事を穏便に済ませ、カカシも助けたい。その手段を懸命に考えるが、一介の忍であるイルカに出来る事は哀しい程に少なかった。
イルカの為にと身を挺してくれたカカシを助けたいのに、何も出来ない自分の無力さが悔しい。
唇をきつく噛み、僅かに俯くイルカの漆黒の瞳に涙が滲んでいく。だが。
「・・・相手が文句を言ってくればの話じゃがな」
小さな溜息と共に聞こえて来た火影のその言葉に、イルカは急いで顔を上げた。
上げた先。イルカを見つめる火影の瞳が、イルカの漆黒の瞳と視線が絡んだ途端、柔らかく細められる。
「婚姻の話は内密に進められていたものじゃ。木の葉はお主が派遣されない理由を隠してはおらんからの。多少の苦情と嫌味は言われるやも知れぬが、お主を婿にとはもう言わんじゃろう。それどころか、婚姻の話など最初から無かった事にされるはずじゃ」
「あ・・・」
火影から子供に説明して聞かせるように優しくそう告げられ、イルカはカカシの本当の思惑にようやく気付く。
丁寧に抱かれた事をかんがみても、最初からそのつもりだったという訳ではないのだろうが、眠りに堕ちたイルカが発熱し始めたからだろう。
重い処分が下される可能性が多少なりともあったというのに、それでもカカシは堂々と、火影や皆の前でイルカを陵辱したと宣言してくれた。

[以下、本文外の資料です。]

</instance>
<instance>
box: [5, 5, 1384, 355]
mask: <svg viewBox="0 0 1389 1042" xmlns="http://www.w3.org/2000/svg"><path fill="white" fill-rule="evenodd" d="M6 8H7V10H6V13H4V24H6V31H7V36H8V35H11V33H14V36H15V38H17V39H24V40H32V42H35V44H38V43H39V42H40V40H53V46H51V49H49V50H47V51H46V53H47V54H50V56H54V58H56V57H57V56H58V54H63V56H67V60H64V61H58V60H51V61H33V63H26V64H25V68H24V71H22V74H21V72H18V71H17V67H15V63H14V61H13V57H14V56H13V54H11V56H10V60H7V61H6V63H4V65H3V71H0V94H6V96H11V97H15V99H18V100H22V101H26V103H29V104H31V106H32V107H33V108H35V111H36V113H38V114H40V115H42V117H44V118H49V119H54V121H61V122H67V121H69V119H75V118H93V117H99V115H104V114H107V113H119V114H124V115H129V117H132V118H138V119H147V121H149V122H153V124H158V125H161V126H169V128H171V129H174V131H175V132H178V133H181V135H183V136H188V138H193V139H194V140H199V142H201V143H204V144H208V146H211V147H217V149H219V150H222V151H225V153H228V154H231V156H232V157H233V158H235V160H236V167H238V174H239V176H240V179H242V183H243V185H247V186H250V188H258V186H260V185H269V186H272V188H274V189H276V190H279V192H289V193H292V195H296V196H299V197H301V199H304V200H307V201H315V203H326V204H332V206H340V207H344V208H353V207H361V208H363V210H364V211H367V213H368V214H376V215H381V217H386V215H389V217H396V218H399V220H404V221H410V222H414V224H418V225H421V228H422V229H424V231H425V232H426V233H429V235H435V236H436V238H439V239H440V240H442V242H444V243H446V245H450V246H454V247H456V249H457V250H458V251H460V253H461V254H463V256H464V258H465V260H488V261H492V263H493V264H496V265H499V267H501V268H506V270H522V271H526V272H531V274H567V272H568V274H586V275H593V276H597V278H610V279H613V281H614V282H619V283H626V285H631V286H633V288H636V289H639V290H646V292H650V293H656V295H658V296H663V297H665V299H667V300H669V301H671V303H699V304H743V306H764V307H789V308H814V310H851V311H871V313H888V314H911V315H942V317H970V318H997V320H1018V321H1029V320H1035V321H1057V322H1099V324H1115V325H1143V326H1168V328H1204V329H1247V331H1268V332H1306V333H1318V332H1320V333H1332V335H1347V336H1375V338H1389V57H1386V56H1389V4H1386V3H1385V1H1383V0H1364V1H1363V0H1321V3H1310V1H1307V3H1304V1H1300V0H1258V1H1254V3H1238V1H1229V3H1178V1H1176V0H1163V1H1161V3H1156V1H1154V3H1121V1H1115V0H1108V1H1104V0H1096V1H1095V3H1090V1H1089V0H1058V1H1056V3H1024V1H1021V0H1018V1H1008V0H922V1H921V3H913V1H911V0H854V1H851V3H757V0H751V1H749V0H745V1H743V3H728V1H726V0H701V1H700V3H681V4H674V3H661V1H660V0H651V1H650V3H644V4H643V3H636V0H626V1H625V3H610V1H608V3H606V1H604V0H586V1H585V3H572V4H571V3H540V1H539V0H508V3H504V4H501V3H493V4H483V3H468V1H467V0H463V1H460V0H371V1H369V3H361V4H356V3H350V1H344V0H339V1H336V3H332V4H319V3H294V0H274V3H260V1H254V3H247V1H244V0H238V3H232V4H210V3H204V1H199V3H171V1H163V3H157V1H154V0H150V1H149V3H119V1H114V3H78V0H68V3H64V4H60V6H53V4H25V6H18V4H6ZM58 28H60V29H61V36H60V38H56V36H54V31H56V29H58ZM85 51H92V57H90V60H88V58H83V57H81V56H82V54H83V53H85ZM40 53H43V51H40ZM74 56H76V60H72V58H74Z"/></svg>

「・・・陵辱したなどと言い里を騒がせたカカシには厳重注意処分。それもイルカの為だったと分かれば、今回の一件もそのうち皆の記憶から忘れ去られるだろう」
溜息を吐きながら告げられたコハルのその言葉にイルカはホッとする。
だが、イルカがホッとしていられたのは僅かな間だった。
溜息を吐き切ったコハルが、続いて難しい表情を浮かべたからだ。一言も発しようとしないカカシを、コハルの厳しい眼差しがひたと見据える。
「・・・さすれば、お前がイルカを伴侶に迎える必要などどこにも無いぞ。カカシ」
低く告げられたコハルの言葉を聞いたイルカの瞳がゆっくりと見開かれていく。
「・・・え・・・?」
伴侶とはどういう事だろうか。
説明を求めるイルカの視線がカカシへと向けられたが、それでも、カカシの視線がイルカへ向けられる事は無かった。